Выбрать главу

И эти лозунги не могли не подкупать пылкое сердце адмирала, который впоследствии и сам охотно посещал окопы в наиболее опасных местах. Ему не приходило в голову драгомировское поучение, что кучер должен править с козел, а не вылезать на конец дышла, а также что с винтовкой в руках ходит всякий взводный, но это еще не значит, что он способен командовать армией; для этого надо иметь некоторые познания. На горе, идеалист и верный в своих привязанностях, Колчак кому поверил, то верил неизменно до конца. Так он поверил и Лебедеву, и верил до тех пор, пока тот не привел армию к гибели. Я не знал и никогда не видал Лебедева и своего суждения о нем иметь не могу. Барон Будберг, которому я верю во всем до последнего слова, так как отлично знал его еще в мирное время, называет Лебедева бездарным и безграмотным выскочкой с огромным апломбом, самоуверенностью и отлично подвешенным языком. То же самое слыхал я в Сибири и от других генералов старой школы. По общим отзывам, не кто другой, как Лебедев в компании с Сахаровым и Ивановым-Риновым, выскочками еще более бездарными, вырыли в Сибири могилу и для адмирала Колчака, и через него для всей России.
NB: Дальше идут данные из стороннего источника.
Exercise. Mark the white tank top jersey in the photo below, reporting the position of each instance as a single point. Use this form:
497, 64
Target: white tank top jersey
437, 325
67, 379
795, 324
В стремлении к новаторству они не понимали, что военное дело не есть вдохновение, а трудное ремесло, требующее знаний и долгой практики. Они ничего знать не хотели, жили фантазией, мало-мальски реального плана действий составить не умели, ставили войскам неосуществимые задачи и быстро их выматывали. Краем уха они слыхали, что во французскую революцию из сержантов и даже барабанщиков выходили знаменитые маршалы, и решили, что они тоже не хуже Нея, Мюрата, Массена, Виктора и др. Не учли лишь одного, что эти маршалы находились при Наполеоне, но сами в Наполеоны, как Лебедев, Сахаров, не лезли и что Наполеон, прежде чем пересоздать тактику, отчасти и организацию, сам долго учился.

И вот что сделали с Сибирской армией Лебедев и К°. В ней к лету 1919 года значилось 800 тысяч человек, то есть ртов, а в строю под ружьем из этого числа находилось лишь 70 тысяч, то есть меньше одной десятой. Все остальное расползлось по штабам, обозам и тылам. В Сибири, благодаря неопытности и уступчивости адмирала Колчака, никто не хотел мириться с положением, соответствующим его чину и званию в царской армии, каждый норовил шагнуть через три, четыре и больше ступеней. Благодаря этому разрослось число высших штабов за счет боевых единиц. Группа в 12–15 тысяч человек, то есть то, что в нашей армии военного времени было меньше дивизии, в Сибири составляло армию, да не просто армию, а отдельную, то есть командующий ею пользовался правами и содержанием главнокомандующего. Армия делилась на два корпуса по 7–8 тысяч человек; дальше шли дивизии и полки силою иногда всего в 200 человек, то есть меньше нормальной роты, а бывали дивизии и в 400 человек.

Если бы такая щедрость в установлении командных ступеней не влекла за собой ничего, кроме излишних денежных расходов, можно было бы не очень печалиться. Но она ослабляла и без того слабый командный состав, отвлекала массу офицеров на штабные должности и механически вызывала создание корпусных, дивизионных и прочих обозов, причем численность повозок не сообразовалась ни со штатами, ни с потребностями, а исключительно зависела от возможности отнять у населения большее или меньшее количество повозок и лошадей. Были полковые обозы в 1000 повозок вместо штатных 54. Это уже не часть войск, а какая-то татарская орда времен Батыя. Сходство усугублялось тем, что при штабах ездили жены, дети, родственники и возился весь домашний скарб.